# Making wheel hubs fit different rims



## Mgdoug3 (Jul 2, 2021)

I put aluminum rims on the back of my pulling tractor a month or so ago. I didn't like the yellow stamped rims up front. The hub were 6 bolt, 6" hubs and impossible to find aluminum rims.  I decided to buy a set of 6 bolt, 5-1/2" rims and see if I could make it work.  

The hub opening for the aluminum rims were 3/8" smaller.  I machined down the hub on my lathe and then used my mill with DRO to drill new holes for bolts.  I knew I wouldn't be able to find chrome wheel bolts easily so I bought some grade 8 all thread.  Machined a hex head on the studs for easy install and bought 12 1/2-20 chrome nuts. 

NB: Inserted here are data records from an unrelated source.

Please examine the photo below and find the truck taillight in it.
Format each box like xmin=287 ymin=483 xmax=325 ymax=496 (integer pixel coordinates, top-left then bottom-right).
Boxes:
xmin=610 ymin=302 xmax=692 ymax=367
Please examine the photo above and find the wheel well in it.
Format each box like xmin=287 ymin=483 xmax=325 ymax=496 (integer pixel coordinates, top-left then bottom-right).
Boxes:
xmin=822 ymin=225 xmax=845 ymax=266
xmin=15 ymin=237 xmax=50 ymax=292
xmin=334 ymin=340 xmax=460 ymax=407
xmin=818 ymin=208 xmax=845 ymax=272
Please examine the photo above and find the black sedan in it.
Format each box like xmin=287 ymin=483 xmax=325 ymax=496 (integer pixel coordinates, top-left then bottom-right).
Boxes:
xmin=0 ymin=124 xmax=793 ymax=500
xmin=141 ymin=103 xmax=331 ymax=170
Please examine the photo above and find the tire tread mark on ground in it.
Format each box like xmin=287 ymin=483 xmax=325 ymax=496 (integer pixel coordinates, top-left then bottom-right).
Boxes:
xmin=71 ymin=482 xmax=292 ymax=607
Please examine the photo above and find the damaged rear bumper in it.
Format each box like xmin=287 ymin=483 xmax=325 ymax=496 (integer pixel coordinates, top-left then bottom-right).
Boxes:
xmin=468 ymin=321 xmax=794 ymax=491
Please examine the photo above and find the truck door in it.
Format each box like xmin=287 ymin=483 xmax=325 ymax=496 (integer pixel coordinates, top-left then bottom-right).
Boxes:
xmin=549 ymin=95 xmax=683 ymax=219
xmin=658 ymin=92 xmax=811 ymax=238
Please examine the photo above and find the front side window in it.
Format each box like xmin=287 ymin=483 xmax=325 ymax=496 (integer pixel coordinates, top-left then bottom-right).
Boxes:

I'm pleased with the results and think the tractor looks even better.  I was fairly confident I could make it work but it was a relief when it did.


----------



## Nutfarmer (Jul 3, 2021)

Looks nice. I would not want to take it out to the field because of how dirty it would be by the end of the day . Is it a 4020 John Deere?


----------



## Mgdoug3 (Jul 3, 2021)

It's a 5020 with a 619 turned way up. It's not for farming anymore.


----------



## Aukai (Jul 3, 2021)

As long as the center web is strong enough to take the jerk with the wheels turned on landing


----------



## Mgdoug3 (Jul 3, 2021)

It was hard to get a measurement but there's around a 1/4" of thickness. I think that'll be enough.


----------